Don't Let the Bedbugs Bite

Bed feeling a little crowded? Maybe you have company.

The Cimex lectularius, better known and despised as the common bedbug, is snuggling into households across Southern California, giving people the heebie- jeebies. The blood-sucking, heat-seeking, pint-size parasites aren't believed by the experts to transmit disease, but they do have a way of cranking up stress levels...

For much of the second part of the last century the liberal use of the eventually banned pesticide DDT seemed to all but do away with them.

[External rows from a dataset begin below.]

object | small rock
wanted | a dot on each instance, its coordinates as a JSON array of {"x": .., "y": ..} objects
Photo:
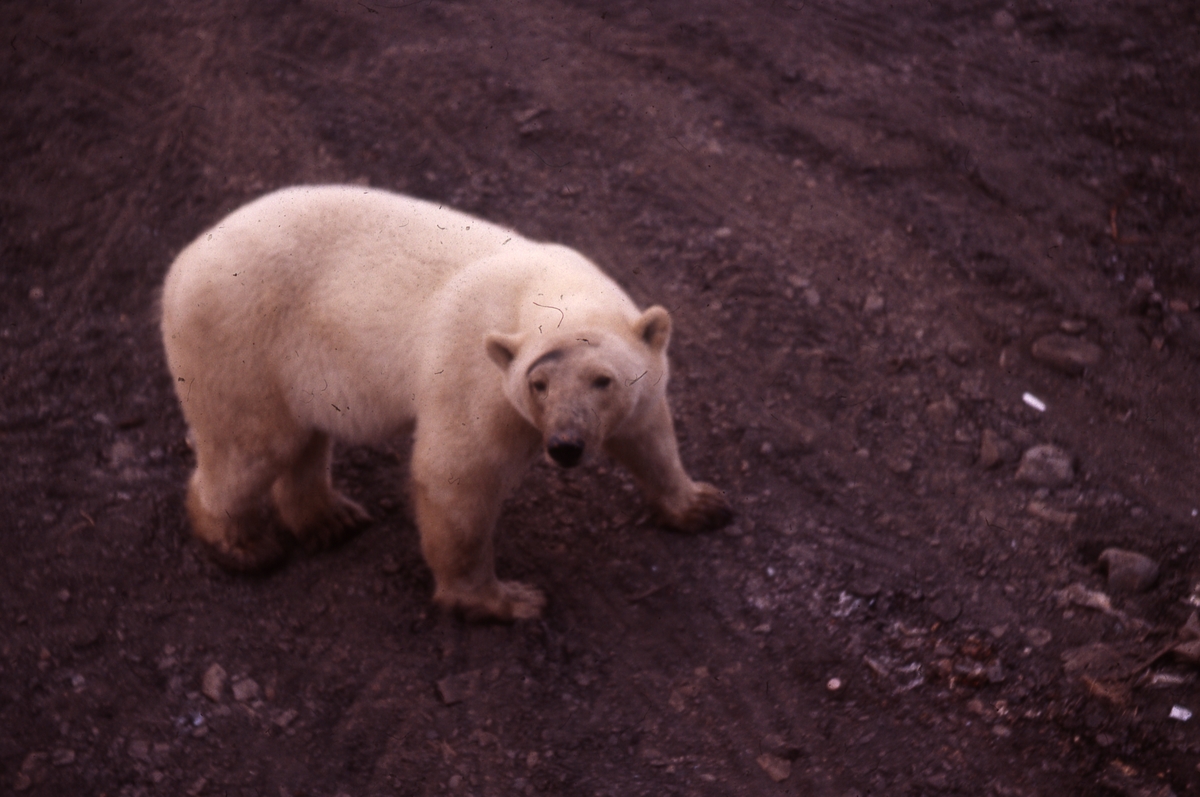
[
  {"x": 245, "y": 690},
  {"x": 942, "y": 412},
  {"x": 123, "y": 453},
  {"x": 287, "y": 718},
  {"x": 1047, "y": 466},
  {"x": 213, "y": 683},
  {"x": 959, "y": 352},
  {"x": 778, "y": 769},
  {"x": 33, "y": 771},
  {"x": 139, "y": 749},
  {"x": 1043, "y": 511},
  {"x": 455, "y": 689},
  {"x": 994, "y": 449},
  {"x": 1038, "y": 636},
  {"x": 1097, "y": 659},
  {"x": 946, "y": 609},
  {"x": 1129, "y": 571},
  {"x": 1003, "y": 21},
  {"x": 1066, "y": 353}
]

Now bedbugs have moved into single-family homes with a vengeance and taken up lodging in schools, hospitals and college dormitories too....

"Bedbugs are just going ballistic everywhere," said Michael Potter, a professor of entomology at the University of Kentucky. "It is going to really rock this country. I'm not trying to sound sensationalist.

"Bedbugs hitchhike on humans or in luggage and burrow into bedding, books, sofas and just about any cozy place, even picture frames. Once they establish squatter's rights, evicting them isn't easy. Or cheap. Casting them out of the average house in Southern California can cost thousands of dollars and require multiple visits...

Western Exterminator Co., which serves California, reported a 240% increase in bedbug work from 2000 to 2006. Isotech Pest Management Inc. in Pomona is conducting about 1,000 inspections a month -- 700% more than last year...

A number of reasons are cited for the infestations, among them the DDT ban and an increase in international travel. "It's not a case of being a lower socioeconomic thing," said William Brogdon, a research entomologist for the Centers for Disease Control and Prevention. "These things can happen to anybody."...

"A bedbug is really a wonderful survivor" that can persevere for as long as 18 months without nourishment, said entomologist Frank Meek, a technical director for Orkin. "They can hide and live a long time."...

They arrived in the New World with the first colonists and were plentiful until about the 1940s, when DDT seemed to do away with them. Their comeback means public education is vital, Potter said. For example, it's foolhardy to retrieve a mattress or couch from a curb or a dumpster... He's not optimistic about the future, given current restrictions on powerful chemicals and the bugs' knack for adapting to them. "Our arsenal is depleted of effective products," he said, and there's no "silver bullet in the wings."

from (boldface mine)

Read the whole article to hear the first-hand horror stories of average middle class Americans managing a modern day plague in their homes.

Once again, is it time to rethink the ban on DDT?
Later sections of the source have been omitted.